Over the years, Amanda has acted as a judge on many BAFTA TV panels, Royal Television Society panels and gets regular mentions on industry podcasts, such as ‘The Rest Is Entertainment’.

== Personal life ==
Amanda resides in London with her husband, Simon Ross (TV executive producer, co-founder of Cactus TV, brother of Jonathan Ross) and their two adopted sons.

From a young age, Amanda loved keeping pets including many rescue cats, even naming her first TV production company after her dog Cheeky in 1993. In 2007, her dogs became the first canines to be mentioned in Who's Who when Amanda was entered, the same year as Kate Moss.

Amanda first met Simon in the late 1980s when visiting her former colleagues on Crosswits at Tyne Tees Television. They introduced her to Simon, who had taken over Amanda's role as puzzle writer and unlike her, was really enjoying it. They went on to work together on a variety of shows for 6 months but only began dating when Amanda left to work on a travel show at Granada TV.  They got married in Northumberland in October 1990.

Having experienced professional success independent of one another and collaborated on a variety of projects, the pair started Cactus TV together in 1994. They attribute their successful working relationship to the fact they are interested in different aspects of the business and always respect and trust each other's knowledge and input on the way the company should be run.

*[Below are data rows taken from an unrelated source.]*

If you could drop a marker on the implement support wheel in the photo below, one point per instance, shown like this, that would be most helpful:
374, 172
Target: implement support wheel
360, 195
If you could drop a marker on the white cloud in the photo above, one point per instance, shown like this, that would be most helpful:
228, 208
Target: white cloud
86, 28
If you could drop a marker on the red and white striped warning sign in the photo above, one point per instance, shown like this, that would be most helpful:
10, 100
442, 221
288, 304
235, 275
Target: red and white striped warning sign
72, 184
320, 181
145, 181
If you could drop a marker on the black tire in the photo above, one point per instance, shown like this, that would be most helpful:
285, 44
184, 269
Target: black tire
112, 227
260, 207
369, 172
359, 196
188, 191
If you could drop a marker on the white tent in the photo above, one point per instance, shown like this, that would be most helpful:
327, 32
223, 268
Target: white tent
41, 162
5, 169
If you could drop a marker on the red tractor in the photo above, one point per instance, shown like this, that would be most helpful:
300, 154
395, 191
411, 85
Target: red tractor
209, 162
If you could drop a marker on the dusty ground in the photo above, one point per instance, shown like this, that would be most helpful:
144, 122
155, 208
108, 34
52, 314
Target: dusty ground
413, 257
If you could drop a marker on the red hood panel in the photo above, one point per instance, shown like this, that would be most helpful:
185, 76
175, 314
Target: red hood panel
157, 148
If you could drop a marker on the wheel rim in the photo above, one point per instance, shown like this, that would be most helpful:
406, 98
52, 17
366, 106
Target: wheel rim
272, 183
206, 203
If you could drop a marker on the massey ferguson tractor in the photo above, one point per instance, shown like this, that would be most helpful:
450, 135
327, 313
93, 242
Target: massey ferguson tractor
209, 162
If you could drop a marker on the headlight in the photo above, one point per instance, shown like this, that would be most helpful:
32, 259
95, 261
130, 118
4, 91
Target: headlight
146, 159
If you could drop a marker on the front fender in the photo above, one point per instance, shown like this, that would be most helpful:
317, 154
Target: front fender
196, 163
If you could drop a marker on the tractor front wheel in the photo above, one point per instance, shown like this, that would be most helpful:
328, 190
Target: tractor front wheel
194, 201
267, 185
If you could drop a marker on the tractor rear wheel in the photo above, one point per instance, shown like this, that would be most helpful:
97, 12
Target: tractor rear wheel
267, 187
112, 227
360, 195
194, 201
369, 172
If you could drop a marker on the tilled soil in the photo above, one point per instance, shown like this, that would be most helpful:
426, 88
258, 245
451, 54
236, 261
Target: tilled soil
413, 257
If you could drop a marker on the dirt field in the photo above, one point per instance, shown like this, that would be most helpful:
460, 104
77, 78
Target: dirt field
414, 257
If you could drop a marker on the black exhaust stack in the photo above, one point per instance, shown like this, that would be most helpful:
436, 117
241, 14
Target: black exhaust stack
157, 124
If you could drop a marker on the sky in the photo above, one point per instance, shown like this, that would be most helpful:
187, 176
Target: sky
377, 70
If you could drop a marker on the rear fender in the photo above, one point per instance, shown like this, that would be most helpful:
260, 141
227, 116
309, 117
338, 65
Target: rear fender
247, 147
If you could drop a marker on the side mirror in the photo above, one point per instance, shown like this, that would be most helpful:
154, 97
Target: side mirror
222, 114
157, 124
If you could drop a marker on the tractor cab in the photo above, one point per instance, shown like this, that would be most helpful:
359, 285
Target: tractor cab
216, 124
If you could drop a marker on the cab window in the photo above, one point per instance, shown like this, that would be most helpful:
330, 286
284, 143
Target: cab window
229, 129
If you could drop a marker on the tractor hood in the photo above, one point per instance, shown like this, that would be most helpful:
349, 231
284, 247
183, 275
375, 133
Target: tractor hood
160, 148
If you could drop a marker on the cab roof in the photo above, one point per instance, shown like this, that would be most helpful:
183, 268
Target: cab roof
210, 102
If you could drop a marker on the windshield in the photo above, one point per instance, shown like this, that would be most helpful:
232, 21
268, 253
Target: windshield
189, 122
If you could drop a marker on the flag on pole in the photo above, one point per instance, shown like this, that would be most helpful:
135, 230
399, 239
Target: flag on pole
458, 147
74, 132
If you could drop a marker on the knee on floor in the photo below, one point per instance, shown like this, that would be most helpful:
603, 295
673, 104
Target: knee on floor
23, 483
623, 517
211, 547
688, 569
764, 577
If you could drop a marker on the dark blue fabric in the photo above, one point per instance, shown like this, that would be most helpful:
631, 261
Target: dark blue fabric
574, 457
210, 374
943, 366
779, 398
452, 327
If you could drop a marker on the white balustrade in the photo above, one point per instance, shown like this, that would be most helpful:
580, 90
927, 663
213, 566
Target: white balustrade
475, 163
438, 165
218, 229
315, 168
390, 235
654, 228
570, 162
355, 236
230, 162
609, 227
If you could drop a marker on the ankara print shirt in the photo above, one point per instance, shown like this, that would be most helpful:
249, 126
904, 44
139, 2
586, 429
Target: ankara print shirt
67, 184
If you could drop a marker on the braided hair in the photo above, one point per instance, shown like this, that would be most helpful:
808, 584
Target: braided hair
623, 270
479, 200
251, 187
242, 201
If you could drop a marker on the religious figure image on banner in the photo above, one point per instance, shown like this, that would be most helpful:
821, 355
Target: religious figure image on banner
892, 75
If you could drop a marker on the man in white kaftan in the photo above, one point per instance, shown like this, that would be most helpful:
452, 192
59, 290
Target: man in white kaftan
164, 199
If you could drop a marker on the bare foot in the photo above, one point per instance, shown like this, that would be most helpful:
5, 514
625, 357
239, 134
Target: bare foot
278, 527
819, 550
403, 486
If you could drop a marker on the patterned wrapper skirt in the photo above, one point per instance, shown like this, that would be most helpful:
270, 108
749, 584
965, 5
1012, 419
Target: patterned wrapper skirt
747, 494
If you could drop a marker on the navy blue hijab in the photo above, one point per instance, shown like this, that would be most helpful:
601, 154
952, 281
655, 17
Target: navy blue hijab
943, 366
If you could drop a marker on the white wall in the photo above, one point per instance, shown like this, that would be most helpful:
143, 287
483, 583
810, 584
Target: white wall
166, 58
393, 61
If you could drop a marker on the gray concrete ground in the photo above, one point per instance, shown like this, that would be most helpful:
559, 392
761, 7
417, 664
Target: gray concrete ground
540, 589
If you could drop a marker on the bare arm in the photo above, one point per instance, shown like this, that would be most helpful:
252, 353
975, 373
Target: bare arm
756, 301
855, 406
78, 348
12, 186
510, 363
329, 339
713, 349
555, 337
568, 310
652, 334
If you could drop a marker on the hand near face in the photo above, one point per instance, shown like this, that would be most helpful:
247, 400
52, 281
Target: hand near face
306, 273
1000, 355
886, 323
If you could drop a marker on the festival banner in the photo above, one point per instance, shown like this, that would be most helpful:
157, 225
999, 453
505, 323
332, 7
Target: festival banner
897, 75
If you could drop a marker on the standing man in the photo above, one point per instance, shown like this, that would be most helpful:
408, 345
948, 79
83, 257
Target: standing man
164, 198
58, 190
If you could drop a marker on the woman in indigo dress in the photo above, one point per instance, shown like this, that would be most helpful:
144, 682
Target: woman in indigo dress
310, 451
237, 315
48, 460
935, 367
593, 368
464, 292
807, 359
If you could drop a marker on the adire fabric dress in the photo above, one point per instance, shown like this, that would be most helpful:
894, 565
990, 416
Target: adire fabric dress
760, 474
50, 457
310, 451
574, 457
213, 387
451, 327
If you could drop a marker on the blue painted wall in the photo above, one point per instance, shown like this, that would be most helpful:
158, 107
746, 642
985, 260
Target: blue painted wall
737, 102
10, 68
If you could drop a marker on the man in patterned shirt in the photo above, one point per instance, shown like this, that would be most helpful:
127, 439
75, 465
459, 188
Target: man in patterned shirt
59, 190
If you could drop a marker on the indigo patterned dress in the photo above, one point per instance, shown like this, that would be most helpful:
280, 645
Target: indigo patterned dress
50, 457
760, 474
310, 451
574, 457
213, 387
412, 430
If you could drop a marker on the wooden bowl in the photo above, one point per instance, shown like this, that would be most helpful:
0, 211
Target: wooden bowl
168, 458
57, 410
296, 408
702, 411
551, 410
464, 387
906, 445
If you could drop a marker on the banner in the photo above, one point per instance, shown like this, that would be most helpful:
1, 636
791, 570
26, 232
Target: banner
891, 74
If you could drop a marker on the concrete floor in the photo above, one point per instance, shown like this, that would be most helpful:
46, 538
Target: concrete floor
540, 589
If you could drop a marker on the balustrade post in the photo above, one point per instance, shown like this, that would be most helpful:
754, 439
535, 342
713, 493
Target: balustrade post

Outside of their shared passion for producing television, Amanda and Simon enjoy taking on property renovation projects. In 2003, they purchased a property in Italy with a large olive grove. They renovated the property turning it into their dream home. Over time they also began producing small batches of their own olive oil that Amanda gifts to friends, chefs and special guests on Cactus TV productions. Theo Randall has used hundreds of litres in his restaurant. Yotam Ottalenghi is reported to have wanted to buy a batch of the olive oil for his delicatessen.

After a decade of undergoing fertility treatment, Amanda and Simon adopted two boys from the British care system in 2010. Amanda enjoys spending as much time as possible with her family, indulging her passions for cooking, eating, and entertaining.